Emoções como raiva, medo, prazer e alegria acertam em cheio essa
região e também precisam ser digeridas. Leloup aponta que “o perdão tem
uma virtude curativa porque podemos tomar toda espécie de medicamento,
sermos acompanhados psicologicamente, mas há, por vezes, rancores que
atulham nosso ventre, nosso estômago, nosso fígado”. Ele destaca que
todas as partes do corpo lembram a importância de respeitar o tempo de
digestão e assimilação de tudo que nos acontece de ruim e também de bom.

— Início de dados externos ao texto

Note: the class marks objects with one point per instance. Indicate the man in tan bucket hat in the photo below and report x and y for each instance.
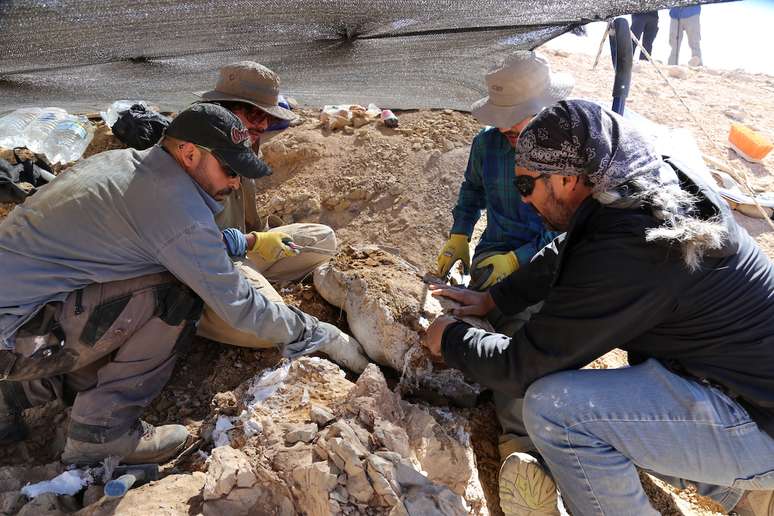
(519, 88)
(250, 91)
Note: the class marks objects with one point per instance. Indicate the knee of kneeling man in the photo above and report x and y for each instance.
(546, 403)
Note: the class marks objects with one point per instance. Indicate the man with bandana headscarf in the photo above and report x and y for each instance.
(653, 263)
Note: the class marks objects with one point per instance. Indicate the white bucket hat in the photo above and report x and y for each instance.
(250, 82)
(521, 87)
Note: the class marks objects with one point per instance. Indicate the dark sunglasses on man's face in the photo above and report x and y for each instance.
(256, 115)
(226, 168)
(526, 184)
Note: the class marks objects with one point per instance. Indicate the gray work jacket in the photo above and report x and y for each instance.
(119, 215)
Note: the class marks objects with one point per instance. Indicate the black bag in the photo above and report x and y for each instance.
(139, 127)
(31, 171)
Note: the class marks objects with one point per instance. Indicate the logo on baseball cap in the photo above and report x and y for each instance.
(218, 129)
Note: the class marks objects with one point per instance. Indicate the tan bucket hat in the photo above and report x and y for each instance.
(250, 82)
(521, 87)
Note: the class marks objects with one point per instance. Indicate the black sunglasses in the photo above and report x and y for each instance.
(526, 184)
(225, 166)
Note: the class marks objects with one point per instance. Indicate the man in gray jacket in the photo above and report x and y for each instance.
(105, 272)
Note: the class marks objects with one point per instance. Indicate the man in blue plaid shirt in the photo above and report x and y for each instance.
(518, 90)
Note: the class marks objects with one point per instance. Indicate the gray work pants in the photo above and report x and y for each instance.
(119, 348)
(514, 437)
(692, 29)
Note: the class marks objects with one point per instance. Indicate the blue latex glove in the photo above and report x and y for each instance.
(236, 243)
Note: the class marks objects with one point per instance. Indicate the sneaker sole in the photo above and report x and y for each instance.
(525, 488)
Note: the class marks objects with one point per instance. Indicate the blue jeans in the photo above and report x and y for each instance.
(593, 427)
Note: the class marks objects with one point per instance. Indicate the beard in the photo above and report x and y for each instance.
(556, 214)
(222, 194)
(200, 172)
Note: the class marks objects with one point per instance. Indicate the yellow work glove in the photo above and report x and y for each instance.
(456, 248)
(499, 267)
(272, 245)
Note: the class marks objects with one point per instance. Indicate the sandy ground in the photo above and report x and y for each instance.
(396, 188)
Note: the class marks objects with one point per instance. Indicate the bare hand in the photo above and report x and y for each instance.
(434, 334)
(473, 303)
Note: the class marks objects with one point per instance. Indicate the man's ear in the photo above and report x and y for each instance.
(189, 155)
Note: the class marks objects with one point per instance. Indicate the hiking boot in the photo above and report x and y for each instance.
(144, 443)
(12, 429)
(526, 489)
(755, 503)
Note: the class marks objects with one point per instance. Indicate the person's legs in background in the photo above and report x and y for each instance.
(692, 27)
(638, 27)
(649, 34)
(675, 40)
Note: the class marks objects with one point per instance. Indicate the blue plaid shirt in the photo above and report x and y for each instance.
(512, 225)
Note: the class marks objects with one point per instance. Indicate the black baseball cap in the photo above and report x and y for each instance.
(219, 130)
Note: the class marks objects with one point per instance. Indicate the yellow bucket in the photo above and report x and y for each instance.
(749, 144)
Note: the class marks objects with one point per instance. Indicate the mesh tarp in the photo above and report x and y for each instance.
(83, 54)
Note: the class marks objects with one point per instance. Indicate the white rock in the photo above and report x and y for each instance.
(321, 415)
(228, 468)
(303, 433)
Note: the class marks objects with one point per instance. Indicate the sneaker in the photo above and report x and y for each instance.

Preste atenção: como é sua digestão? Quando você tem uma forte
emoção, sente frio na barriga ou alguma reação na região? Quais foram os
fatos difíceis de ser digeridos em sua vida? O que há por perdoar?
Coração e pulmões, o pulso vital
Esses dois órgãos estão intimamente ligados a nossa respiração. “O
coração é um dos símbolos do centro vital, ele é o centro da relação. E é
importante observar como nossa vida afetiva influencia nossa
respiração. Às vezes, nos sentimos sufocar porque não correspondemos à
imagem que os outros têm de nós, e isso também impede que o coração bata
tranquilamente. Para alguns, querer ser normal a qualquer preço, querer
agir como todo mundo, pode ser fonte de doenças”, assinala o psicólogo
Jean-Yves Leloup.
Agir de acordo com suas vontades mais genuínas e aceitar o que se é,
mesmo que isso não combine com o grupo, pode ser uma das formas de se
libertar e sair do sufoco.
Preste atenção: você já teve períodos prolongados de angústia ou
tristeza? O que liberta sua respiração e o que o sufoca? Você se
preocupa muito com a imagem que as pessoas têm de você? Já parou para
ouvir as batidas de seu coração e o das pessoas a quem você ama? O que
deixou seu coração partido? O que o fez bater feliz?